Are Small Modular Reactors the Future of Clean, Scalable Energy?

Concerns about climate change, rising electricity demand, unstable fuel supplies due to geopolitical tensions, and the increasing energy consumption of data centres needed to support artificial intelligence (AI) are all fueling a renewed interest in nuclear energy.

Nuclear power is making a strong comeback. This time, it’s here to stay. Nuclear power is becoming more appealing as a reliable, continuous, and carbon-free energy source.

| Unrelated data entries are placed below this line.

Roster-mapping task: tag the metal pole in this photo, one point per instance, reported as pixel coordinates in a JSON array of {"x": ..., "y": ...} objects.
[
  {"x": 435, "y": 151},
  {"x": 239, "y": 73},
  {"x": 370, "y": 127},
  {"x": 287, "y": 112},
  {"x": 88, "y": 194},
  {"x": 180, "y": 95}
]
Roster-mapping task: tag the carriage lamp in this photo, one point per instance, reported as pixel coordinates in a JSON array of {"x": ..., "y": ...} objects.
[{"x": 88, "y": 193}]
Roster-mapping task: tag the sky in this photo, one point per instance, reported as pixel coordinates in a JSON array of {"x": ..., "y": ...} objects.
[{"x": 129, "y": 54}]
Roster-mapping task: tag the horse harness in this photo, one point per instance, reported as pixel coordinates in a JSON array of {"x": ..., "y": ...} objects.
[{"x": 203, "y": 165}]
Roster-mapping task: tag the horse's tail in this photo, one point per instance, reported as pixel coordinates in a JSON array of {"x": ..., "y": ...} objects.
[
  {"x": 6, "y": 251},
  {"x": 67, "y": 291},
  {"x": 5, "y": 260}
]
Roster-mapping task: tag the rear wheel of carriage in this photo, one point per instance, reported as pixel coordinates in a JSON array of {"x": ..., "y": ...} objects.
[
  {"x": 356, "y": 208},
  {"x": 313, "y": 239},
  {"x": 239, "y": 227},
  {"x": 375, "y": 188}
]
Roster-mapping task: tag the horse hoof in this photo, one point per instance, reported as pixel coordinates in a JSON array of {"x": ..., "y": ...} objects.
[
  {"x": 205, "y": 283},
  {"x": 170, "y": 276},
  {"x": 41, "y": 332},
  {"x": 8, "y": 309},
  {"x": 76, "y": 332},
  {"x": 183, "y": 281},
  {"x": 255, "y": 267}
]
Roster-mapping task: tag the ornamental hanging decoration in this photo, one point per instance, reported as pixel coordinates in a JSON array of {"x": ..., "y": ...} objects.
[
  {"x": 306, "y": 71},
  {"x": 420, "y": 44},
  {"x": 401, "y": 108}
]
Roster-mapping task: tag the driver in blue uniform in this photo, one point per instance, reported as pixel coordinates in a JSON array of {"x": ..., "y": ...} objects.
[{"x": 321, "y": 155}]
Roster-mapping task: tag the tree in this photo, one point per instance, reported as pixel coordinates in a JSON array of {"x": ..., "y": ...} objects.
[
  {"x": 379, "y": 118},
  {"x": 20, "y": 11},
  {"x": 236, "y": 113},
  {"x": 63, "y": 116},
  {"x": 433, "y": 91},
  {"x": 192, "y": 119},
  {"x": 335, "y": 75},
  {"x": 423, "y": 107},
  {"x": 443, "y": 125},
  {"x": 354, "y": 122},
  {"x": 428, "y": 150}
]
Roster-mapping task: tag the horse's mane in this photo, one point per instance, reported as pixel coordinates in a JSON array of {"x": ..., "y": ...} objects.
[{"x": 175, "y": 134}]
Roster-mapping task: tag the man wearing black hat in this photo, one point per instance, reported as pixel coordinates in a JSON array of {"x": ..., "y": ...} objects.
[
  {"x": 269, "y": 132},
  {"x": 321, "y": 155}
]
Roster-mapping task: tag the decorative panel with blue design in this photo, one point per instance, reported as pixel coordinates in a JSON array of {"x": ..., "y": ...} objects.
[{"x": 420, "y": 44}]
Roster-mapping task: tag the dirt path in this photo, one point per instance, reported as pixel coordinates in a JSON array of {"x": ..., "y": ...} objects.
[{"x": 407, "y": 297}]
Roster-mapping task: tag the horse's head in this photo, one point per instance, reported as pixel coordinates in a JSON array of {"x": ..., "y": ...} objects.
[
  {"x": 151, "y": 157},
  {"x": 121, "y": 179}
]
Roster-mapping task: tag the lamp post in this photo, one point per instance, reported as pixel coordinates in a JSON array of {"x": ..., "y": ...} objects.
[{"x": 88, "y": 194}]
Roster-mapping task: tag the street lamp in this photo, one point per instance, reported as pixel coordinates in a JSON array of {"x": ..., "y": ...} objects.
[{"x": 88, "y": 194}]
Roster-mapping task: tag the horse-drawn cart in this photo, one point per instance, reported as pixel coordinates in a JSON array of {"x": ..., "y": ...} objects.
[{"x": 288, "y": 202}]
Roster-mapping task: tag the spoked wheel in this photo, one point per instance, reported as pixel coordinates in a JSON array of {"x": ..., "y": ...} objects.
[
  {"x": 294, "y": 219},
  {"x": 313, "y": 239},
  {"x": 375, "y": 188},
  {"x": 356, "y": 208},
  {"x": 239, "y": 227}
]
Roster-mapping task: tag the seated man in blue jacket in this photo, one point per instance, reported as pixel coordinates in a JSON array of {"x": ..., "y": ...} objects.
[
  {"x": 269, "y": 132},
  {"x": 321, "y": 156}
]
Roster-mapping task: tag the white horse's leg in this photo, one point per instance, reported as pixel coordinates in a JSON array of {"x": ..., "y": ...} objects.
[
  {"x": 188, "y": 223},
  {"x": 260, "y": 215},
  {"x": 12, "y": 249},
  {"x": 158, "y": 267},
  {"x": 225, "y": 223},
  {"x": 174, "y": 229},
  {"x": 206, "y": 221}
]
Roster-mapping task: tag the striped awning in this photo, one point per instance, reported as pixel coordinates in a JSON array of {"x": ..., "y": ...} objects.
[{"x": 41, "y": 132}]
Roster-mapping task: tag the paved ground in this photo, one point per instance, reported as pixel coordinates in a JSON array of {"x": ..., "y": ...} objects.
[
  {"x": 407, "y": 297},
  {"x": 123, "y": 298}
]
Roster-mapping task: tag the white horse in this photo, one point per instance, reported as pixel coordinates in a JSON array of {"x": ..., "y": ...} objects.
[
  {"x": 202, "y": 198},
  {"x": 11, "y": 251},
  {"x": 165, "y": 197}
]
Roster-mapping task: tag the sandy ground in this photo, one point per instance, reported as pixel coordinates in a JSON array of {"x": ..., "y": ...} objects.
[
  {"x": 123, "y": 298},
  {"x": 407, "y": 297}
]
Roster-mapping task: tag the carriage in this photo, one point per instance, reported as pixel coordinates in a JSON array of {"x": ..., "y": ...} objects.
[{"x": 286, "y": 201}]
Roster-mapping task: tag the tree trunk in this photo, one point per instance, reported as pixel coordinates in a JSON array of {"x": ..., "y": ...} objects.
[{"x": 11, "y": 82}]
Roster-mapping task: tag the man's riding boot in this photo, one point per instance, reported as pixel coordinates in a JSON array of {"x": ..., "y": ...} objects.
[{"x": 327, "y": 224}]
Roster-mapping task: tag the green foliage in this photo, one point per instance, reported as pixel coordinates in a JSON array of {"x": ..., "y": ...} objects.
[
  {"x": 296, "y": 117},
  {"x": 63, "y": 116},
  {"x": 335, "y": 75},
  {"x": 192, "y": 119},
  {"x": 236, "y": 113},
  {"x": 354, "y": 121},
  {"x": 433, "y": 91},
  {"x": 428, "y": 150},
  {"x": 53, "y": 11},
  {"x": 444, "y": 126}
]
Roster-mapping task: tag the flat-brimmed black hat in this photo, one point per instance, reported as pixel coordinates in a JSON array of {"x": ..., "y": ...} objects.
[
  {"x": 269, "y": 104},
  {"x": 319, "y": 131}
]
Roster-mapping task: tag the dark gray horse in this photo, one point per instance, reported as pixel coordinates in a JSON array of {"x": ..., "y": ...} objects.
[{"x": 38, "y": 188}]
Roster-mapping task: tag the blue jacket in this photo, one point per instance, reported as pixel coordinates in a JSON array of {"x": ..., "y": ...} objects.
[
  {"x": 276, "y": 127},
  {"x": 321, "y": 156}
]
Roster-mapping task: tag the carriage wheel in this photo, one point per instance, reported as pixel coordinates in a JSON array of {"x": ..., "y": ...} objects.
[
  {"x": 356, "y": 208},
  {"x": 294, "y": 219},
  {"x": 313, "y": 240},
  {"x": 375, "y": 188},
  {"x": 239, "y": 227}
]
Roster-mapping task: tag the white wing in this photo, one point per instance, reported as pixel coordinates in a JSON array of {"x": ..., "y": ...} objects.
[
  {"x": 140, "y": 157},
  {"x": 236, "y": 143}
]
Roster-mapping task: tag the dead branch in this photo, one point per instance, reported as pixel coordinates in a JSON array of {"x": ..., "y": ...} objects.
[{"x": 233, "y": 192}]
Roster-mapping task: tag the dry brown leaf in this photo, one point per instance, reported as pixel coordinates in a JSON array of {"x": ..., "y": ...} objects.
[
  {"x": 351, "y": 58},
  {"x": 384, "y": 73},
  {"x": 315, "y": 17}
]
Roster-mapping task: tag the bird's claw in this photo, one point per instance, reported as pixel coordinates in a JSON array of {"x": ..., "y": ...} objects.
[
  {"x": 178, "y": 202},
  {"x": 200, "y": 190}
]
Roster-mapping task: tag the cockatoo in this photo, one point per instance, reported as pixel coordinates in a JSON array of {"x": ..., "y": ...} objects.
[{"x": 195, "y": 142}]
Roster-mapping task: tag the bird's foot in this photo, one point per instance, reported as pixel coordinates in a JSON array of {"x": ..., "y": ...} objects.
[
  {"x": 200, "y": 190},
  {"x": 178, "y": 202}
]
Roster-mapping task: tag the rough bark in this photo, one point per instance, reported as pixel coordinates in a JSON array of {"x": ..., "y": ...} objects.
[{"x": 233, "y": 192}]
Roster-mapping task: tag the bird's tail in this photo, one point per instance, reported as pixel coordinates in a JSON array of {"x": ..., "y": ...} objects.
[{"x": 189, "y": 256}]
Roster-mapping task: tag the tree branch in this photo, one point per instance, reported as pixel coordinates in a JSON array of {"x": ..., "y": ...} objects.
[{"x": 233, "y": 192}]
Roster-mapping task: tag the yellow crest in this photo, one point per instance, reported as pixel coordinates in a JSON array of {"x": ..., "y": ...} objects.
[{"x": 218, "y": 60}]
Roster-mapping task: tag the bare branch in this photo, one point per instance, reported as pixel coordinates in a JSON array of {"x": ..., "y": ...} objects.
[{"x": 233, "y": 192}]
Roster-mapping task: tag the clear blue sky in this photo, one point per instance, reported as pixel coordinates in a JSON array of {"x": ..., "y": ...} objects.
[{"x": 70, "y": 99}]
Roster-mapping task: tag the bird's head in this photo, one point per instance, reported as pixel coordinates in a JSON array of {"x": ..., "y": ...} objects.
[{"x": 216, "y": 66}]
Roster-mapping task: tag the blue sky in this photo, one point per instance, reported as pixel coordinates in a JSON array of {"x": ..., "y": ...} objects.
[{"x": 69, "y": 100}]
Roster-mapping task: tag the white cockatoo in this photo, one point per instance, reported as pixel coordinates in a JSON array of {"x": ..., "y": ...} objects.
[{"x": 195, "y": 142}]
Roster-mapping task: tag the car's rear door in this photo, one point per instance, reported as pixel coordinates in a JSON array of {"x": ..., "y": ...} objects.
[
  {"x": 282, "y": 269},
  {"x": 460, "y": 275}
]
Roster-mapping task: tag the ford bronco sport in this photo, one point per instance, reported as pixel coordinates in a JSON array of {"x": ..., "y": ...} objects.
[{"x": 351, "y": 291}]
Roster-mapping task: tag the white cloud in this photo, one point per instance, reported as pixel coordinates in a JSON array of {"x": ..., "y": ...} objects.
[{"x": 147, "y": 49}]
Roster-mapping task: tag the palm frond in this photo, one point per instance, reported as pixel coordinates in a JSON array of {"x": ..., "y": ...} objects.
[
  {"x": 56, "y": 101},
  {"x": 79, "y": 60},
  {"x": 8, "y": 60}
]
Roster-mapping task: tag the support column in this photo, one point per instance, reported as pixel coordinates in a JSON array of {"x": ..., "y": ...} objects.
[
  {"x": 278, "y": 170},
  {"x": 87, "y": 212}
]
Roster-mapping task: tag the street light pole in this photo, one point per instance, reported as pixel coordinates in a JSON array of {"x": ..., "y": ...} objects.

Thanks to technological advancements and innovations, nuclear power generation has become safer. Unlike intermittent renewable sources like solar and wind, nuclear energy provides a steady, 24/7 power supply, further boosting its appeal in today’s rapidly evolving energy landscape.

The Information Technology and Innovation Foundation (ITIF), one of the world’s leading science and technology policy think tanks, sees small modular reactors (SMRs) as the future of nuclear power. Unlike traditional large-scale reactors, which struggle to scale or compete on cost with other energy sources, SMRs offer a flexible, scalable, and potentially cost-effective way to generate clean, reliable power.

While the United States currently leads in SMR research and deployment, global competition is heating up, with China, Russia, South Korea, and several European companies rapidly advancing their own technologies.

Small modular reactors

As the name suggests, small modular reactors (SMRs) are significantly smaller than traditional nuclear power plants. They are designed to produce electricity on a smaller scale, typically between 1 and 300 megawatt-electric (MWe), compared to conventional large-scale reactors, which usually exceed 700 MWe.

Unlike traditional plants that require extensive on-site construction, SMRs are built in factories and then transported to their installation sites, making them more flexible and cost-efficient.

SMRs have a wide range of potential applications, including supplying electricity for residential and industrial use, powering remote communities or areas with limited grid access, supporting industrial processes like desalination and hydrogen production, providing district heating, and meeting the massive energy demands of AI data centres.

The United States currently operates the world’s largest fleet of nuclear reactors, but many of them are aging and nearing the end of their lifespans. The average age of U.S. reactors is 42 years, and 22 commercial reactors are already in various stages of decommissioning.

According to the Nuclear Energy Institute (NEI), the country has 94 reactors supplying power to tens of millions of homes and communities. Nuclear energy accounts for 18.2% of total U.S. electricity generation, outpacing renewables like wind (10%), solar (5.6%), and hydro (5.5%).

Although the U.S. leads in operational nuclear capacity, other countries are quickly gaining ground. China, for example, operates 56 reactors and has 25 new small modular reactors (SMRs) under construction. France also has 56 operational reactors, with one more being built.

Russia operates 36 reactors and is constructing four additional ones. South Korea has 26 in operation and two under construction, while India operates 20 reactors with seven more on the way (Hunt, 2024).

In May 2025, President Donald Trump signed several executive orders to reassert U.S. leadership in nuclear energy. These orders—Reinvigorating the Nuclear Industrial Base, Reforming Nuclear Reactor Testing at the Department of Energy, and Ordering the Reform of the Nuclear Regulatory Commission—set ambitious goals to boost U.S. nuclear capacity from 100 gigawatts (GW) to 400 GW by 2050.

The Department of Energy (DOE) has been directed to work with the industry to achieve 5 GW in power uprates for existing reactors and to ensure that 10 new large reactors with finalised designs are under construction by 2030. The orders also include reforms to streamline licensing and construction processes, intending to complete them within 18 months (Trump sets, 2025).

The executive order, Reinvigorating the Nuclear Industrial Base, specifies that the purpose is to restore the US as the pioneer and leader in nuclear energy technology, including the global race to dominate artificial intelligence and achieve energy independence.

It also seeks to revive the country’s leadership in deploying nuclear reactors and strengthen its domestic uranium supplies and enrichment so it will not depend on foreign sources.

A widespread deployment of SMRs could substantially reduce carbon emissions from the electricity sector, paving the way for a cleaner and more sustainable energy future.

The 2022 study, “Small modular reactors enable the transition to a low-carbon power system across Canada,” examined how SMRs can be effectively used, using Canada as a case study. Findings show that SMRs could reduce greenhouse gas emissions by up to 71% compared to 2005 levels or 48% compared to 2018 levels by 2045. The analysis highlights the potential of SMRs in helping countries worldwide move toward cleaner energy.

Small modular reactors (SMRs) offer a promising solution to climate change and sustainable energy challenges. With continued research and development supported by governments, universities, and industry, we may be entering the beginning of the SMR era.